A 2026 ADNI/A4 validation study found that Alzheimer’s plasma-biomarker machine-learning models still ranked amyloid PET status well across cohorts, but the practical rule-out number moved hard: negative predictive value fell from 0.831 inside ADNI to 0.644 when the ADNI-trained model was applied to A4.1
Research Highlights
- 1,707-person ADNI/A4 test: researchers trained amyloid PET prediction models in ADNI (n = 885) and A4 (n = 822), then transferred them across cohorts without retraining.1
- AUC loss looked modest: ADNI internal amyloid classification reached AUC 0.913, while ADNI→A4 transfer remained around AUC 0.871, an absolute drop near 0.046.1
- Rule-out reliability fell more: negative predictive value (the chance that a negative screen truly means no amyloid positivity) dropped from 0.831 to 0.644 under ADNI→A4 transfer.1
- Calibration was the weak point: cross-cohort deployment produced probability misestimation, with ADNI→A4 Brier score 0.161 vs. 0.141 for internal A4 calibration.1
- The biomarker signal did not disappear: p-tau217, Aβ42/40, and APOE-ε4 remained biologically coherent predictors, but assay distribution, prevalence, and cohort mix changed how scores translated into decisions.1
The useful correction is not “Alzheimer’s blood tests failed.” It is sharper: high discrimination can survive a cohort shift while rule-out decisions become less dependable.

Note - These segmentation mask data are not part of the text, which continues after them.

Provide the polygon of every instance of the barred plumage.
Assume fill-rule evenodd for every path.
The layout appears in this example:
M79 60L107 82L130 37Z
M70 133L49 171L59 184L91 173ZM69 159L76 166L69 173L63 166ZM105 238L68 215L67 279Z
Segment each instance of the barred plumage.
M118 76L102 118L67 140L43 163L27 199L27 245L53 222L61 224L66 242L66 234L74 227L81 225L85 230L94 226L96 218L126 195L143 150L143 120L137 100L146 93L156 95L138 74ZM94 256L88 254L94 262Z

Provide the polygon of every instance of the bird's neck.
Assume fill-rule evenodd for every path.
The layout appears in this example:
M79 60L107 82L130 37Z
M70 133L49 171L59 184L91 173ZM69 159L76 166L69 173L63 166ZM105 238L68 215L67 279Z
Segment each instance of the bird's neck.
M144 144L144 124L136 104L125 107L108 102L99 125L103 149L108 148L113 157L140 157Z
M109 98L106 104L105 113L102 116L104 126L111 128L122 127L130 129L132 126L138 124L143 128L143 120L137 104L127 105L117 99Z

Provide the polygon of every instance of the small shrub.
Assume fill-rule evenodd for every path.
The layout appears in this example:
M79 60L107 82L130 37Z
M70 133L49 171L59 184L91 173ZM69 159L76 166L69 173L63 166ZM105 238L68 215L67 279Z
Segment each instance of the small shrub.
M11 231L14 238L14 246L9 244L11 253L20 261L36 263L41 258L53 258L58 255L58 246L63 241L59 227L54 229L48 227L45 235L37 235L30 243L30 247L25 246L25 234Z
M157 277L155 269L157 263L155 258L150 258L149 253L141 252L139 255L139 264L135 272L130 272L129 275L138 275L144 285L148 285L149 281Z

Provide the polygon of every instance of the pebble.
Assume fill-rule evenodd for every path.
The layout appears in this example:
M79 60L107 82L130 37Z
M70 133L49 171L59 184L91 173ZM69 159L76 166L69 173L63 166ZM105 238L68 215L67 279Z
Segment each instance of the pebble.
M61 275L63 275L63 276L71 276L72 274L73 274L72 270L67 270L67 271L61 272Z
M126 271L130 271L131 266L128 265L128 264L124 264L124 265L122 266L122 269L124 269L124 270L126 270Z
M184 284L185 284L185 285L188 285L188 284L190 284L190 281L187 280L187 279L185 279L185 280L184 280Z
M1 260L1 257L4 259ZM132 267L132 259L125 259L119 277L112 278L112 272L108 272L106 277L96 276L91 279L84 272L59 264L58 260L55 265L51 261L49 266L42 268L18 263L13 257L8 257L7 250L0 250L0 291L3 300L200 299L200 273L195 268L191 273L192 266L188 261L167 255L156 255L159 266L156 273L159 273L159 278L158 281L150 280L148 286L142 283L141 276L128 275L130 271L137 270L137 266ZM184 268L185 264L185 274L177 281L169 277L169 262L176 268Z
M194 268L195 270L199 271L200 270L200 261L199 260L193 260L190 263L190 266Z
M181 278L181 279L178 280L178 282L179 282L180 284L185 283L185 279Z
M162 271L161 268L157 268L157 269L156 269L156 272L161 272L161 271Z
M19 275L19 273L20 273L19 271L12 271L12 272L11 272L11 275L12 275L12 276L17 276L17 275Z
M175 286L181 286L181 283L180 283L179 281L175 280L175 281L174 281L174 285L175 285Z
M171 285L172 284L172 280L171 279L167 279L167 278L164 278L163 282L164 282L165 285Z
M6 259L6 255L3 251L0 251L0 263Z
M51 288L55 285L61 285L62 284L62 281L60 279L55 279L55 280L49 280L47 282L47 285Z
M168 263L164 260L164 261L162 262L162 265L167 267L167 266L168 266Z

Plasma p-tau217 is a blood measure of phosphorylated tau 217, a tau-related Alzheimer’s biomarker that rises with amyloid and tau pathology. Calibration means predicted probabilities match observed rates; a model is poorly calibrated when a predicted 20% risk does not behave like a 20% risk in the population where it is used.
ADNI and A4 Asked Different Deployment Questions
Korni et al. analyzed 2 well-known Alzheimer’s research cohorts with different clinical shapes.1 ADNI (Alzheimer’s Disease Neuroimaging Initiative) spans cognitively normal adults, mild cognitive impairment, and Alzheimer’s dementia. A4 (Anti-Amyloid Treatment in Asymptomatic Alzheimer’s Disease) is closer to a preclinical prevention-trial population: clinically normal older adults screened around amyloid status.
Those differences matter because a screening model is not used in the abstract. It is used in a population with a particular amyloid prevalence, assay platform, age distribution, symptom mix, and referral pattern.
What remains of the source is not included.